We're young, 25 and have been together since we were in high school. My husband was never very into sex and it's been a constant struggle to get him to do it. I told him I'm unsatisfied and wish he would initiate sometime and he said "It's just never the right time." His excuse are that he's watching TV, has to leave for work soon, is hungry, is tired, doesn't feel well. It's been three weeks now, the longest we've ever gone. He says I shouldn't think about it so much. Sex isn't important to him and it shouldn't be so important to me. What is a healthy sex life? I thought it was one where the couple's needs are met - both people. Another thing, he hates kissing. I love it. During sex he pulls away from kisses and told me it's because he's tall. He's also told me he hates kissing, thinks it's gross. What am I supposed to do or think now? Do I just give up for the sake of our marriage? When we have had sex, he normally takes care of himself then walks away to clean up, then goes about his day. So even if I do get it, it's unsatisfying. How do I fix this?


----------



## PBear (Nov 16, 2010)

Was he like this before you married him? And no, as a guy I'd say it's not normal. But it might be his normal...

C
_Posted via Mobile Device_


----------



## lamaga (May 8, 2012)

That's horrible.

And no, you shouldn't have to put up with that.

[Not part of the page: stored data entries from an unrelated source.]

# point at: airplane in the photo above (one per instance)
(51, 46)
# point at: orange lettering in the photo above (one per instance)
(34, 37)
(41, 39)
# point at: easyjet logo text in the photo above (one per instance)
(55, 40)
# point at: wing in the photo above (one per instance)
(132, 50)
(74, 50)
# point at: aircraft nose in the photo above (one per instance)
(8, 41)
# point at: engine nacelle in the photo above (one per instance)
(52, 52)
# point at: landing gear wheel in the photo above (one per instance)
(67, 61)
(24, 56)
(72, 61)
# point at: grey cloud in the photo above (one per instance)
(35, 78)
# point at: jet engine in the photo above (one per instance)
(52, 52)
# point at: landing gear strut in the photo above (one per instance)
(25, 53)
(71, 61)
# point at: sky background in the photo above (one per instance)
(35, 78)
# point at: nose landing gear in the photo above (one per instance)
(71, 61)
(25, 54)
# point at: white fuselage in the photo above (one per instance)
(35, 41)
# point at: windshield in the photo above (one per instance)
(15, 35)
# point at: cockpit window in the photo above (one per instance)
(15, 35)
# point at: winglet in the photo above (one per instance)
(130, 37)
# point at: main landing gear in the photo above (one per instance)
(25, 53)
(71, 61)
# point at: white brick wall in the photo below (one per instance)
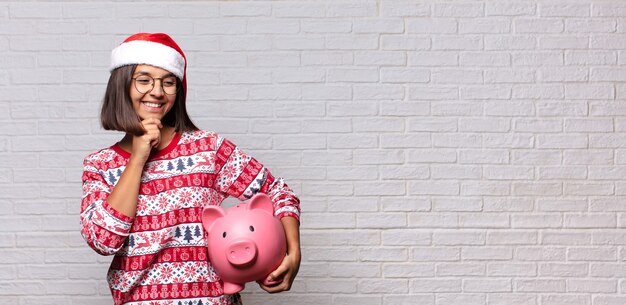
(446, 152)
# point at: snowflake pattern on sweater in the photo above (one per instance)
(160, 254)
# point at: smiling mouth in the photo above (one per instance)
(153, 105)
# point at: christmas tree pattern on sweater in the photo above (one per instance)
(160, 254)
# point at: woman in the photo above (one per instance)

Now -- everyone on here projects their own issues, so I'll project mine. This sounds just like my ex, who turned out to be gay. He was so closeted he had never even admitted it to himself, but he did this to me at every turn, including turning away in disgust when I wore sexy lingerie.

This is not about you, I'm 99% sure. But since you are stuck in it, be sure to go get some counseling to help you deal with this very difficult situation.


----------



## Enchantment (May 11, 2011)

Statistics are something like 1 out of 5 guys is actually a lower drive individual, so while it may not be the usual, it does happen more than you might think.

So, you knew he was like this before marriage? What was his home life like? He seems to have a potential fear of intimacy, lack of understanding about its importance in a marriage, and worst of all, the lack of desire to accommodate you because it is important to you. Is he willing to try and work on this with you at all?

Would he be willing to go to counseling with you so you can discuss this with an objective third-party? If not, would you be willing to go on your own so you can make decisions about what would be the best way to proceed?

Best wishes.


----------



## GhostRydr (Jun 2, 2012)

Was he like this before marriage? If so, why did ya marry BEFORE taking care of this issue? 

Does he have a small penis? Is he overweight?

If he wasnt like this before marriage then check his computer history cuz it sounds like he may be into porn moreso than need be


----------



## Toffer (Jan 31, 2012)

Lauren,

This is not YOUR fault!

Unfortunately, you've fallen in love and married a Low Drive (LD) person while you are a High Drive (HD) person. This is a typical mismatch and you'll see postings all over TAM about the frustration the HD person suffers and the damage it causes to their egos and self esteem (I'm HD and my wife is LD)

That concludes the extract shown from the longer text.